Both of them run, but perform differently.
Model 2 makes sense since we're inputting an array, but if I think about it, does that mean I only have a single node in the input layer? Since I'm giving it a whole ndarray instead of the instances it self. Model 1 makes sense too since I want to give each number into it.
So, which one makes sense more? Or what case should I use each model for? Also, for model 2's fit why does doing
tf.expand_dims(X_reg_train, axis=-1)
for the X of
model_2_reg.fit(tf.expand_dims(X_reg_train, axis=-1), y_reg_train, epochs=100
work? I thought we're suppose to put it in as a batch or like an array of the data so it should be inside an ndarray
?
When you give the input shape with the input_shape
parameter, you exclude the batch dimension. That's why you get (None, None, 1)
for Model 2
, because TF inserts the first None
batch dimension in addition to the shape you provide.

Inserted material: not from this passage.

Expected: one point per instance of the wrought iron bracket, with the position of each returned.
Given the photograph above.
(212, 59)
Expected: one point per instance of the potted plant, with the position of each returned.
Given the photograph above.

I'm actually a bit surprised that Model 2
runs with the additional None
dimension. If you provide no input_shape
, TensorFlow will try to pick it from the x
parameter of model.fit
(so your tf.expand_dims(X_reg_train, axis=-1)
).
As for your second question
why does
tf.expand_dims(X_reg_train, axis=-1)
work?
It is actually required. For a dense network, the input shape is expected to be (samples, features)
, even with only one feature. The tf.expand_dims
provides that shape, because you go from shape (200,)
to (200, 1)
. You could do the same with np.expand_dims
, as TF accepts numpy arrays as input. Under the hood TF would convert it to Tensors
though, so it makes no (real) difference if you provide numpy arrays or TensorFlow tensors.